How is AI in Healthcare Being Regulated?

October 9, 2023
Authored by
Airlie Hilliard
Senior Researcher at Holistic AI
How is AI in Healthcare Being Regulated?

Artificial intelligence (AI) is increasingly being used in critical applications such as healthcare. From diagnostics and remote patient monitoring to screening medical imaging for abnormalities, the applications of AI in healthcare are vast and can be used to streamline processes, help professionals manage their workloads, and provide patients with information. However, the use of these systems can also have direct implications on the quality of patient care and consequently their health.

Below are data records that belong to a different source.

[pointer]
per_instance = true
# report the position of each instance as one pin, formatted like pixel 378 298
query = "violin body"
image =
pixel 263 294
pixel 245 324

Although healthcare is already a heavily regulated sector, with healthcare professionals required to follow strict rules and regulations to uphold patient care and wellbeing standards, the use of AI in healthcare can present novel risks that can result in far-reaching harms if they go unchecked.

As such, policymakers around the world are moving to regulate AI in critical applications such as healthcare, although different jurisdictions are taking different approaches.

Regulations governing AI in healthcare

In this blog post, we explore how AI in healthcare would be regulated under the EU AI Act, California Assembly Bill 331, The DC Stop Discrimination by Algorithms Act, and the Algorithmic Accountability Act.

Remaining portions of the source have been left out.